Müslümanların sayısı arttıkça ve ilim-zikir ehli topluluklar teşekkül ettikçe cami bu yükü taşıyamamaya başladı. İlim ve zikir ehli, kendisi için cami dışında ama yolunun hep camiye uzandığı mekânlar edindi.
Öte yandan İslam’ın ilk günlerinden itibaren Dârü’l-İslâm hudutlarında murabıtların mekânları olarak ribatlar inşa edildi. Murabıt, hudutlarda cihad için hazır askerdir. Ribat da o askerlerin kaldıkları sınır karakollarıdır.
Henüz ilk günlerde murabıtlar, İslam’ın emirlerinin bir bütün olmasıyla alakalı olarak cihad dışında kalan vakitlerini ribatlarda ilim ve zikir ile geçirirlerdi.
Abbâsî günlerinde ribatların bulunduğu yerler Dârü’l-İslam içinde kalınca ribatlar kapatılmak yerine ilim ve zikir meclisleri için kullanılmaya başlandı.
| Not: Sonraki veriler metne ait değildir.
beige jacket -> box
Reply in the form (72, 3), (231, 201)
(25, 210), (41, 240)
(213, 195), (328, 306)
Böylece İslâm aleminde Arapça “medrese” denen ders mekânları ve Farsçada ribatın karşılığı olarak “hankâh” denen zaviyeler ortaya çıktı. Her iki mekân da caminin alternatifi olmadı, toplumu cami ile buluşturan, talebesini camiden alan ve camiye götüren birer mekân olarak varlık buldu.
Zikir meclisinin gayesi nasıl ki kalpte kulluğa dair bir marifet meydana getirmek ise medresenin ister bizzat ilk devirde olduğu gibi cami içinde olsun veya sonra olduğu gibi cami dışında olsun gayesi kulluğun icra edileceği evrene ışık tutmaktır.
Her iki kurum da dayanışma içinde, nurdan ışıkla, kulu nardan korumayı amaçlar. Kulun nardan korunması, Allah’a kulluk etmesiyle mümkündür. Her iki kurum da kulun kulluk vazifesini hakkıyla icra etmesini sağlar. Dolayısıyla onu camiye götürür.
Dikkat edilirse İslam medeniyetinin kurumları, “cami etrafında” bir bütündür. Mescidin yerine kullanılan cami, “camiʿ”dir, yani toplayıcı, bir araya getiricidir. İslâmî eğitim, Medine günlerinden itibaren camiden yayıldı ve kişileri hep camiye toplar, muvahidlerin halkası böylece tamamlanır.
İslâmî olmayan eğitimin özü ise kişileri kulluktan uzaklaştırması, onlara ahiret hayatını unutturmasıdır. İslâmî eğitim, kişinin camiye alışmasını temel kazanımı olarak görür. İslâmî olmayan eğitim ise kişiyi camiden uzaklaştırmayı kazanım sayar.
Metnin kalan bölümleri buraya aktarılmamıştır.